Earth Log

He’s not drilling a new well — why gamble with $30,000?

As the drought crisis deepens, I’m hearing from more people who are forced to go without indoor plumbing because they do not have $20,000 or $30,000 to replace their dried-up wells.

I’ve also heard from a few folks who could afford to drill a new well. At least one says he will skip it. He asks: What if this drought keeps going and the next well goes dry?

This is the newest face of the slow-motion train wreck spreading through California’s unincorporated areas where folks rely on private wells.

Hundreds, if not thousands, of private wells have gone dry in this desperate four-year drought as farms and cities pump the underground aquifer to replace river water. It will get worse this summer. You’ll see more lives turned upside down, and more people facing big decisions.

Peter Hammar, 65, who lives just outside Clovis, is one of them. He has decided not to drill a new well after his went dry.

He emailed last week to say “wasteful practices” in cities and on farms have added to the “mega-drought, taking away the last of the already-dwindling groundwater from under me.”

Like most of us, he has noticed when people water their lawns in violation of city water restrictions. He also notices when a nearby farmer is flood irrigating, running lots of water down long lines of trees.

To Hammar, some people don’t seem to be taking this drought seriously enough. He said he now personally understands how bad things are getting.

“Facing my new ‘permanent drought’ reality, I’m changing the way I get water, accepting living off of trucked liquid for the rest of my life here,” he wrote. “I’m having Clovis city water drawn from the hydrant at Fowler and Shepherd and delivered to my storage tank.”

He even designed and installed a piping system so the water truck driver can just fill up his 3,000-gallon tank from a convenient spout. He’s having another tank set up so he can accommodate a full 5,000-gallon load of water.

I called him to find out how long his tank of water lasts. He said if he and his wife are careful, they can get by for about a month, maybe six weeks. The 3,000-gallon load costs him $160. The full 5,000-gallon load will be $200.

“The 5,000 gallons could last us two months if we keep conserving the way we do,” he said.

Landscape is probably the biggest drain on water around cities and homes.
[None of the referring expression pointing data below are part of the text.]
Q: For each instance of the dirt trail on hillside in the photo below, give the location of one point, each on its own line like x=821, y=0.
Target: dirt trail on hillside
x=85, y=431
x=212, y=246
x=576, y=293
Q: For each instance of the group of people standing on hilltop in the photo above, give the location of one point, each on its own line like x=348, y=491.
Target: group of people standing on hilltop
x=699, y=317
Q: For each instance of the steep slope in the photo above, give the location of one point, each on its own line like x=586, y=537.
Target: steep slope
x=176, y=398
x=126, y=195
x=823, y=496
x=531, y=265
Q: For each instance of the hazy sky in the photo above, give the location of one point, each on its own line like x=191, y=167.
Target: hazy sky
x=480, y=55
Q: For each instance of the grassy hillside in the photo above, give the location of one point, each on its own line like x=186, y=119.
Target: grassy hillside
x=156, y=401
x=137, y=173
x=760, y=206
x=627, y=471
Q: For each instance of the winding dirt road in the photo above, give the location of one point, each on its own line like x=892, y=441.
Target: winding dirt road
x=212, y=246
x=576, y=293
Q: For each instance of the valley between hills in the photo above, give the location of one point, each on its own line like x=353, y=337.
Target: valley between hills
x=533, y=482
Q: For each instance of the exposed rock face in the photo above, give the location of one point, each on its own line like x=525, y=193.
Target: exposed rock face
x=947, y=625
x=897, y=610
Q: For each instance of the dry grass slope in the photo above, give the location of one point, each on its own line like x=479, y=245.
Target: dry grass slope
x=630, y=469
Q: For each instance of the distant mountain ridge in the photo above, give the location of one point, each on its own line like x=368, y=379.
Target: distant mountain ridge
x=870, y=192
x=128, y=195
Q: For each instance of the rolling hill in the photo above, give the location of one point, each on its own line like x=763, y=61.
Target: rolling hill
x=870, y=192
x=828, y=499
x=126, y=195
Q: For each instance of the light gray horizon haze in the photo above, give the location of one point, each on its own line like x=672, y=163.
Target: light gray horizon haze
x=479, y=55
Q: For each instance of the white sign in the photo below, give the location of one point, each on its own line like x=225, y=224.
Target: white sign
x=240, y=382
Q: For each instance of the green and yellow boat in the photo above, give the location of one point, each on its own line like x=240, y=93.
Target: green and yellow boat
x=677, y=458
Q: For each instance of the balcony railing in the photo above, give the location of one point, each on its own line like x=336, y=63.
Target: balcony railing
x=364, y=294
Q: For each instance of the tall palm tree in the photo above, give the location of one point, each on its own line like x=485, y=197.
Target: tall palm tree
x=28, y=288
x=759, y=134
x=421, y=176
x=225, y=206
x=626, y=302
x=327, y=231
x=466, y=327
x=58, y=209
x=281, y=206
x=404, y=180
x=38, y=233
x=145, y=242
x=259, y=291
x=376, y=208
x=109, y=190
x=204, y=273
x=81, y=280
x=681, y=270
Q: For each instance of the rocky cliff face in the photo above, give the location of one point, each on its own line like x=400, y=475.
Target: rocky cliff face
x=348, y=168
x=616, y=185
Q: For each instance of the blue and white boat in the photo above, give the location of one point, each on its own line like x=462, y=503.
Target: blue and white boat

Does Hammar have a lawn?

He laughed and said he has a yard full of weeds. He maintains the yard with his nine goats. When the weeds are gone, he switches to feeding them alfalfa. He says he likes his goats.

One his biggest luxuries is washing clothes at his own home, he said. A neighbor goes to a laundry facility.

But, make no mistake. Hammar has changed his way of living, he said.

“It’s like finding out that you have cancer and suddenly having to pay a lot more attention to your diet and lifestyle,” Hammar said. “I take everything related to water very seriously.”

Hammar said it is time for everyone to get a little more serious about the drought crisis and water use. That includes cityfolk, farms, industries, government agencies — everyone.

He said he knows he could drill another well deep enough to give him water and wind up paying more than $30,000. But he said it’s too big of a gamble.

“Given the furious agricultural and city groundwater pumping going on all around me, how long might that new well last?” he asked. “I'm not a gambler, especially with the kind of money a new well costs.”